#%%
r"""
    Cross-task summary plot on the gains from scaling at different evaluation points
"""
# Demonstrate pretraining scaling. Assumes evaluation metrics have been computed and merely assembles.
import logging
import sys
logging.basicConfig(stream=sys.stdout, level=logging.INFO) # needed to get `logger` to print
from matplotlib import pyplot as plt
from pathlib import Path
import seaborn as sns
import numpy as np
import pandas as pd
import pytorch_lightning as pl
import os
import subprocess
import time

# Load BrainBertInterface and SpikingDataset to make some predictions
from context_general_bci.plotting import prep_plt, MARKER_SIZE, colormap, cont_size_palette, SIZE_PALETTE
from context_general_bci.utils import get_simple_host

pl.seed_everything(0)

# Session / task data available in total (can include both evaluation sessions and non-evaluation sessions)
pt_volume_labels = {
    'cursor': ['2.5 min', '5 min', '10 min'],
    'falcon_h1': ['15 min', '30 min', '1 hr'],
    'falcon_m1': ['1h', '2h', '4 hr'],
    'falcon_m2': ['11 min', '22 min', '44 min'],
    'rtt': ['3h', '6h', '12 hr'],
    'grasp_h': ['15 min', '30 min', '1 hr'],
    'rtt_s1': ['7 min', '14 min', '28 min'],
    'cst': ['10 min', '21 min', '42 min'],
    'eye': ['2.5h', '5h', '10 hr'],
}

# Data available in evaluation sessions
# r'64s$\times$4' for raw latex string
tune_volume_labels = {
    'cursor': ('60 s', 11),
    'falcon_h1': ('80 s', 7),
    'falcon_m1': ('2 min', 4),
    'falcon_m2': ('64 s', 4),  # Assuming None for missing numerical value
    'rtt': ('60 s', 3),  # Assuming None for missing numerical value
    'grasp_h': ('10 min', 6),  # Assuming None for missing numerical value
    'cst': ('60 s', 39),
    'rtt_s1': ('4 min', 7),
    'eye': ("40 min", 1),
}

heldin_tune_volume_labels = {
    'falcon_h1': ('8 min', 6),
    'falcon_m1': ('1 hr', 4),
    'falcon_m2': ('10 min', 4),
}
ridge_paths = [
    Path('./data/eval_metrics/ridge_falcon_h1.csv'),
    Path('./data/eval_metrics/ridge_falcon_m2.csv'),
    Path('./data/eval_metrics/ridge_falcon_m1.csv'),
    Path('./data/eval_metrics/ridge_grasp_h.csv'),
    Path('./data/eval_metrics/ridge_cursor.csv'),
    Path('./data/eval_metrics/ridge_rtt.csv'),
    Path('./data/eval_metrics/ridge_cst.csv'),
]
ridge_dfs = []
for src_path in ridge_paths:
    ridge_df = pd.read_csv(src_path)
    ridge_df['variant'] = 'linear'
    ridge_df['variant_stem'] = 'wf'
    ridge_df['eval_set'] = src_path.stem[len('ridge_'):]
    # reduce by history
    if 'h1' not in str(src_path):
        ridge_df = ridge_df[ridge_df['history'] <= 50] # 1s limit for parity with NDT3
    ridge_df = ridge_df.groupby('scale').apply(lambda x: x[x['r2'] == x['r2'].max()]).reset_index(drop=True)

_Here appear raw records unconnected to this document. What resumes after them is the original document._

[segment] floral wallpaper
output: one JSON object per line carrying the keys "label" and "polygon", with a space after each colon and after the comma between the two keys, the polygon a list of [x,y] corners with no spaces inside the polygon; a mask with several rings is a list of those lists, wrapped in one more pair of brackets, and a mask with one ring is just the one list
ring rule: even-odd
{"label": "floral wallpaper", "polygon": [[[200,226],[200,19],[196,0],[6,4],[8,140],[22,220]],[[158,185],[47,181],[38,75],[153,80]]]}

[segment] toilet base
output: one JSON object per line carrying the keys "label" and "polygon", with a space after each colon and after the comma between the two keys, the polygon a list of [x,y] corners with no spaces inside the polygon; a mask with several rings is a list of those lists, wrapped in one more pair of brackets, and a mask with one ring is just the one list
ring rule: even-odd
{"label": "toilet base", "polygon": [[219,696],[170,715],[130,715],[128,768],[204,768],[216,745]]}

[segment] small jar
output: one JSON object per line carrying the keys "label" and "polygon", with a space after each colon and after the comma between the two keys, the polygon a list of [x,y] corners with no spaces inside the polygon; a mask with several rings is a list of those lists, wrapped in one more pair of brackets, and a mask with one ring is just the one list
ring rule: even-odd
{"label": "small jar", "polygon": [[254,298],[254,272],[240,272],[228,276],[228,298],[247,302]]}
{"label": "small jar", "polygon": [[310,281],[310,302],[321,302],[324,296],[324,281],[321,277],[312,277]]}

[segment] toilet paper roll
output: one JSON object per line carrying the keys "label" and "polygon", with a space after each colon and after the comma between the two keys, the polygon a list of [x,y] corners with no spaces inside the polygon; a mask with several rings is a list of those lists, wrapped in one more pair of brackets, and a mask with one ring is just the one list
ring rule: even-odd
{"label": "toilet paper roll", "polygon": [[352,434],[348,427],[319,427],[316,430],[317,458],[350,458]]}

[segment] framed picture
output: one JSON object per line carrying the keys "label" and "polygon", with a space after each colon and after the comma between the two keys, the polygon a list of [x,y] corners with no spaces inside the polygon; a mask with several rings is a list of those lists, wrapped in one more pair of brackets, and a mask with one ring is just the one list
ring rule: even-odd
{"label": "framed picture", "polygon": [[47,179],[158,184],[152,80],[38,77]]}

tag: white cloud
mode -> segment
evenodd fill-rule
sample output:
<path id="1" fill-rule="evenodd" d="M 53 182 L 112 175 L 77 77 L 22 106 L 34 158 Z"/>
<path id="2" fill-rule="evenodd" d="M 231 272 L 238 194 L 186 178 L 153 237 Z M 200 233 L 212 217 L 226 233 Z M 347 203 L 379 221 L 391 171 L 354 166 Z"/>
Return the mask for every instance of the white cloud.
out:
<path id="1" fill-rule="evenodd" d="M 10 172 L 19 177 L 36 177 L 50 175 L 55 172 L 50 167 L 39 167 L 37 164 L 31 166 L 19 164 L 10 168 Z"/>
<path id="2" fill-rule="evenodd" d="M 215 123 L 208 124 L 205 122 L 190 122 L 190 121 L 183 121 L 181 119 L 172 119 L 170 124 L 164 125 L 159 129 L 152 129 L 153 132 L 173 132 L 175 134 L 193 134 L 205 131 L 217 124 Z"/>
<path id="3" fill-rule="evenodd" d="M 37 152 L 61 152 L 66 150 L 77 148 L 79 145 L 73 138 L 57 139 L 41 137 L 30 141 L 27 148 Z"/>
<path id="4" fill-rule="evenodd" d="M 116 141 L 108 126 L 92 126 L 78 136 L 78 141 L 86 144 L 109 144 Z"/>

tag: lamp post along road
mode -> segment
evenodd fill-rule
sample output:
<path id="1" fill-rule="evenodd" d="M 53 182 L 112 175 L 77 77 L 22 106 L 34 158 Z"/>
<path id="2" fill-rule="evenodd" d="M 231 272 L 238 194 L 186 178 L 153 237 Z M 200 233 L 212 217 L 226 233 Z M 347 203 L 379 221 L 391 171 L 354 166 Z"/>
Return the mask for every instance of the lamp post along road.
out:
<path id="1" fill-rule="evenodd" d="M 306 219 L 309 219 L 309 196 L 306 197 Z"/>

    ridge_df['id'] = ridge_df['eval_set'] + '-' + ridge_df['scale'].astype(str)
    ridge_df['scale_ratio'] = ridge_df['scale']
    if 'falcon' in src_path.stem:
        ridge_df['heldin_eval_r2'] = ridge_df['heldin']
        ridge_df['eval_r2'] = ridge_df['heldout']
    else:
        ridge_df['eval_r2'] = ridge_df['r2']
    ridge_dfs.append(ridge_df)
ridge_df = pd.concat(ridge_dfs)


df_paths = [
    Path("./data/eval_metrics/mind_rtt_s1_eval_ndt3.csv"),
    Path("./data/eval_metrics/crc_cursor_eval_ndt3.csv"),
    Path("./data/eval_metrics/crc_falcon_m1_eval_ndt3.csv"),
    Path("./data/eval_metrics/crc_falcon_m2_eval_ndt3.csv"),
    Path("./data/eval_metrics/crc_grasp_h_eval_ndt3.csv"),
    Path("./data/eval_metrics/crc_cst_eval_ndt3.csv"),
    Path("./data/eval_metrics/crc_rtt_eval_ndt3.csv"),
    Path("./data/eval_metrics/crc_falcon_h1_eval_ndt3.csv"),

    Path("./data/eval_metrics/nid_cursor_eval_ndt3.csv"),
    Path("./data/eval_metrics/nid_cst_eval_ndt3.csv"),
    Path("./data/eval_metrics/nid_grasp_h_eval_ndt3.csv"),
    Path("./data/eval_metrics/nid_falcon_h1_eval_ndt3.csv"),
    Path("./data/eval_metrics/nid_falcon_m1_eval_ndt3.csv"),
    Path("./data/eval_metrics/nid_falcon_m2_eval_ndt3.csv"),
    Path("./data/eval_metrics/nid_rtt_eval_ndt3.csv"),
    Path("./data/eval_metrics/nid_eye_eval_ndt3.csv"),
]

ndt2_df_paths = [
    Path('./data/eval_metrics/falcon_h1_eval_ndt2.csv'),
    Path('./data/eval_metrics/falcon_m1_eval_ndt2.csv'),
    Path('./data/eval_metrics/falcon_m2_eval_ndt2.csv'),
    Path('./data/eval_metrics/cursor_eval_ndt2.csv'),
    Path('./data/eval_metrics/rtt_eval_ndt2.csv'),
    Path('./data/eval_metrics/grasp_h_eval_ndt2.csv'),
]
# import csvs
for src_path in df_paths:
    cur_host = get_simple_host()
    csv_host = src_path.name.split('_')[0]
    if cur_host != csv_host:
        print(src_path, cur_host, src_path.exists())
        EXPIRY = 86400 * 30
        # check datetime of import, if older than a day, reimport
        if src_path.exists() and (time.time() - os.path.getmtime(src_path) < EXPIRY):
            continue
        print(f'Copying {src_path} to {cur_host}')
        subprocess.run(f'scp {csv_host}:projects/ndt3/{src_path} ./data/eval_metrics', shell=True)
for src_path in ndt2_df_paths:
    cur_host = get_simple_host()
    if cur_host != csv_host:
        # check datetime of import, if older than a day, reimport
        if src_path.exists() and (os.path.getmtime(src_path) - os.path.getmtime(Path('./data/eval_metrics')) < 86400):
            continue
        print(f'Copying {src_path} to {cur_host}')
        subprocess.run(f'scp mind:projects/context_general_bci/{src_path} ./data/eval_metrics', shell=True)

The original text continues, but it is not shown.